I long for scenes where man has never trod;
A place where woman never smil'd or wept;
There to abide with my creator, God,
And sleep as I in childhood sweetly slept:
Untroubling and untroubled where I lie;
The grass below--above the vaulted sky.
Poor John Clare. He was renowned but not rich, and poverty drove him literally mad. He wrote "I Am" in the insane asylum, where he spent the last 27 years of his life. I think I have never read such a harrowing description of sheer alienation and personal ruin: forsaken by friends, facing miseries alone ("the self-consumer of my woes"), mired in those two bitterest of places, "the nothingness of scorn and noise" and "the vast shipwreck of my life esteems." "I Am" unsettles me deeply.
I love "I Am" because it is one of the most lucid portrayals of mental illness that exist. Its clarity, given its subject matter, is almost astounding. To the mentally ill all is strangeness, and "even the dearest that I loved the best / Are strange--nay, rather stranger than the rest." And yet while alienated from reality Clare is not alienated from language. There is the forlorn implication that, Cassandra-like, his agony falls on deaf ears--"yet what I am none cares or knows"--and yet the poem is too powerful for us not to understand.
The imagery in "I Am" is overtly Christian ("the vaulted sky" connects heaven to the ceiling of a church) and its title itself connects Clare to God. It is tempting to read this as self-aggrandizement; after all, Clare spent his time in the asylum claiming to have written Shakespeare's plays and actually rewriting most of Byron's poetry, writing once to a newspaper, "I'm John Clare now, I was Byron and Shakespeare formally." (And you may note that "the nothingness of noise and scorn" owes a debt to Macbeth's "sound and fury, signifying nothing.") But Clare sounds too defeated in "I Am" to make that kind of claim.

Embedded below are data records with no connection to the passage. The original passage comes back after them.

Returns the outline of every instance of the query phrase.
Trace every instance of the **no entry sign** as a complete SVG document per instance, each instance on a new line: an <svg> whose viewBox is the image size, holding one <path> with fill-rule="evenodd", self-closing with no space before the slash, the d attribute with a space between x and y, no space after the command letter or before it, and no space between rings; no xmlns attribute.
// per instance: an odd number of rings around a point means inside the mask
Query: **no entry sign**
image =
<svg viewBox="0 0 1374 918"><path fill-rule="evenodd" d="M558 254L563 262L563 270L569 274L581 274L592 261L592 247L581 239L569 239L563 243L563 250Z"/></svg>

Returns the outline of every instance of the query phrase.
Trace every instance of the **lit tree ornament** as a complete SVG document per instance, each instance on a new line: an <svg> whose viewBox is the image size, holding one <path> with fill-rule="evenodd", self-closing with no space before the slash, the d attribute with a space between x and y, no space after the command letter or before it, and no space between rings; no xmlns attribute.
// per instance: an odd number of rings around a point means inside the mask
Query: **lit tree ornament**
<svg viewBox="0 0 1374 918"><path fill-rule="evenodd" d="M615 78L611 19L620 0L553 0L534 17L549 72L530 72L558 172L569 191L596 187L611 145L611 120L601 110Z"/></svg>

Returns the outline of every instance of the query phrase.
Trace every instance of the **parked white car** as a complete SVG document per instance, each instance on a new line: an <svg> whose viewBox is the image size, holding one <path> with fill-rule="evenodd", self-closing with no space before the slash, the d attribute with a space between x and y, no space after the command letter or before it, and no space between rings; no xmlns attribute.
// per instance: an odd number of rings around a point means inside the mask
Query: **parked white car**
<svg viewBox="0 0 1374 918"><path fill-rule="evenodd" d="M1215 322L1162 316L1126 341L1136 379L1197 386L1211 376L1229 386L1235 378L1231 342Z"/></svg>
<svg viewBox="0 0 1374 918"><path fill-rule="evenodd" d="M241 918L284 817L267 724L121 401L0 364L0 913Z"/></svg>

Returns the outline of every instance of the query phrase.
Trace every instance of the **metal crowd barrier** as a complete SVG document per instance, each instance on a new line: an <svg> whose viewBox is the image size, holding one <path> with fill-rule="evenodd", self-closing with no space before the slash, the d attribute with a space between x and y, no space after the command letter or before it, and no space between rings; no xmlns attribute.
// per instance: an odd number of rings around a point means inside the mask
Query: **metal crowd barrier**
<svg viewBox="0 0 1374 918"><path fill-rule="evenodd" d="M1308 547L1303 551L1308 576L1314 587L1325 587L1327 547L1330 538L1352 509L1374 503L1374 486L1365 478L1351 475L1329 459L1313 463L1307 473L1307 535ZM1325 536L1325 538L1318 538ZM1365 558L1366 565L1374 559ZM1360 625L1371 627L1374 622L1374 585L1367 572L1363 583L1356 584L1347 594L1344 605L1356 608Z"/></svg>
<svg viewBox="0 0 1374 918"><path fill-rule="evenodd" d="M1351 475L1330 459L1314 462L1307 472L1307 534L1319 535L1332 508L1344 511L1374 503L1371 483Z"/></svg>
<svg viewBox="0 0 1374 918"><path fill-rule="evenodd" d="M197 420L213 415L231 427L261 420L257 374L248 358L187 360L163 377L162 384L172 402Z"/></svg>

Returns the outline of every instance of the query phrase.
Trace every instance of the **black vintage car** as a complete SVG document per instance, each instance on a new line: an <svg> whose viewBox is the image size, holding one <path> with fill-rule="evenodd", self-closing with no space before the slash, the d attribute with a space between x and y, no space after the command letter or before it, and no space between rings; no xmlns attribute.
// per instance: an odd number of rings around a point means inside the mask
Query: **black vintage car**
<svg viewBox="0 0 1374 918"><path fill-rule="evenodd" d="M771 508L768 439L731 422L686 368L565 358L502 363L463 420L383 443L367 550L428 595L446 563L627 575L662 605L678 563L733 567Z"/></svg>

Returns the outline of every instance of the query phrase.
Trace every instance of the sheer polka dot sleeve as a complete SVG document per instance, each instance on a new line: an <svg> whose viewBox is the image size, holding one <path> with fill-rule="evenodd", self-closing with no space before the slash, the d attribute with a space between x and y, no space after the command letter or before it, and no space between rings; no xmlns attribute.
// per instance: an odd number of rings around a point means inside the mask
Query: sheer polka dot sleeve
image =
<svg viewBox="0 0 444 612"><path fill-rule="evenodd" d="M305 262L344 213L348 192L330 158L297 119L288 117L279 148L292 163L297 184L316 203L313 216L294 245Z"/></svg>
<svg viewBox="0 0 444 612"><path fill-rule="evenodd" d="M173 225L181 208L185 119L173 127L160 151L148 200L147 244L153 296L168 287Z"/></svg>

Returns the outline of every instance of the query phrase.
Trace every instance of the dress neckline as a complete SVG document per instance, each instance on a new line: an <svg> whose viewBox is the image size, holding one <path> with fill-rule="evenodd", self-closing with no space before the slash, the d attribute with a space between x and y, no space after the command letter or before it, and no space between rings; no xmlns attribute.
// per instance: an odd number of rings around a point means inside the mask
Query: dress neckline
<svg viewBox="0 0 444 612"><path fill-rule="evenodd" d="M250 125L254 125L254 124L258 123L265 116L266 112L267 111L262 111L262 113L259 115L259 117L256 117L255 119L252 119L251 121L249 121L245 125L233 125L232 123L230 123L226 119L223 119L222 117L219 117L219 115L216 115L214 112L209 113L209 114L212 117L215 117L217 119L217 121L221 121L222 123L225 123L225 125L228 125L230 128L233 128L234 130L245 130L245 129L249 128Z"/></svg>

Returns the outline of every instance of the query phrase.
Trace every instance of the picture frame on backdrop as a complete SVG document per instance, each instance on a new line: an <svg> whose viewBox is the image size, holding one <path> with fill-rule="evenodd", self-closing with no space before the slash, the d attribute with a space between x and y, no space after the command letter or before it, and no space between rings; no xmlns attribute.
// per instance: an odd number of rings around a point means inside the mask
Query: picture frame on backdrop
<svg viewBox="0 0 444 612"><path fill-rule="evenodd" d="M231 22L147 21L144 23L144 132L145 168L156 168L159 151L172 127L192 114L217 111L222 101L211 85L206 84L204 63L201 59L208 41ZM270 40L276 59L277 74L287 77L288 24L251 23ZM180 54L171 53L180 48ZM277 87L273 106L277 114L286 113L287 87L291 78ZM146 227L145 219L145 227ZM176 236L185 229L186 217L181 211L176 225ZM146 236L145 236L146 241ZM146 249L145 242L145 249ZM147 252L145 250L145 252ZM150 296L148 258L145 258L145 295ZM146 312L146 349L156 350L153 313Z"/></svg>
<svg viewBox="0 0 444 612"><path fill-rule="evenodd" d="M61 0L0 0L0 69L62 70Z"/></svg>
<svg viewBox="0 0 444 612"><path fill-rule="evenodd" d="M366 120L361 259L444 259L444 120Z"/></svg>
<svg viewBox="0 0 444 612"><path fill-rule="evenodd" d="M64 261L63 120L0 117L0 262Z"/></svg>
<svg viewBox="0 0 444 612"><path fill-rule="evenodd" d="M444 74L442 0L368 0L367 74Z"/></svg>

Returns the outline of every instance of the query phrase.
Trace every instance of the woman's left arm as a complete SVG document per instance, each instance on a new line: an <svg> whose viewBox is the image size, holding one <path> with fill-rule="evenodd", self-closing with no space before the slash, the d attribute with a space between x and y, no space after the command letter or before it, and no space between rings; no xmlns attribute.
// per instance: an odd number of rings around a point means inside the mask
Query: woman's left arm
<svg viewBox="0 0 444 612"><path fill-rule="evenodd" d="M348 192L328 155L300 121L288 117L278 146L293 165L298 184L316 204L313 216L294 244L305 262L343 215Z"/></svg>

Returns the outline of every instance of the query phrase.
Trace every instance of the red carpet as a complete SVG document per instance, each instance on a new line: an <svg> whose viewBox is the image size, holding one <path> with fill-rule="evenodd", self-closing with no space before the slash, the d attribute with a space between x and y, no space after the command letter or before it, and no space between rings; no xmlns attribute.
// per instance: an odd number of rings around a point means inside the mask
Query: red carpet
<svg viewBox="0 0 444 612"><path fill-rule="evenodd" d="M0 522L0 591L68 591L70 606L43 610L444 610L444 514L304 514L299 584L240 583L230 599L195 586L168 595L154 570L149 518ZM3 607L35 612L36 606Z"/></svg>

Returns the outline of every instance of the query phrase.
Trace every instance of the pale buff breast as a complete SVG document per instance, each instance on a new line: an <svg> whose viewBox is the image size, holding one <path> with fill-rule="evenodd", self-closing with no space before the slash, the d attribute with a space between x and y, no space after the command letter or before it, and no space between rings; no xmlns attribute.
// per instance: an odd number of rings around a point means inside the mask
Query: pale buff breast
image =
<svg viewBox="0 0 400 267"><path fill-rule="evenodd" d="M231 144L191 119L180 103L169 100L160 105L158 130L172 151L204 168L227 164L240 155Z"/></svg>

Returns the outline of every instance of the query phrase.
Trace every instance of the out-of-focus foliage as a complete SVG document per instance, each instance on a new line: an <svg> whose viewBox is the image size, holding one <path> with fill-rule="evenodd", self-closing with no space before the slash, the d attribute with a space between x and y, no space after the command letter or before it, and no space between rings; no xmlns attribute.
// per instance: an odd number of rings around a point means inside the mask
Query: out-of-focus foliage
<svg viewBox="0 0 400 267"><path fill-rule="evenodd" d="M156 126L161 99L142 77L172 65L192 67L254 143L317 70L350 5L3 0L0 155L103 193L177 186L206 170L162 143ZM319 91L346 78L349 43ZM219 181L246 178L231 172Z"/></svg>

Instead, let the title reflect the small hope that lies in the poem's last stanza. Isolated from people unwillingly, Clare desires to move willfully toward God, in death. This sempiternal existence, both in the ground and in the sky, "[u]ntroubling and untroubled," is a far cry from the weird reincarnation that he believed in. The title "I Am" validates the hope of this stanza, and insists that however battered and alone, John Clare will continue perpetually, as much "I Am" as God, and because of God. It is a weak echo of Tennyson's affirmation that "tho' much is taken, much abides," but stronger for its bluntness, as if they were the only words to which Clare could cling. "I Am" points to Macbeth, but only to guide the reader elsewhere. Macbeth's soliloquy is the utmost dejection, the literary center of nihilism. I love "I Am" because it steps to the precipice of that same abyss, and somehow turns away.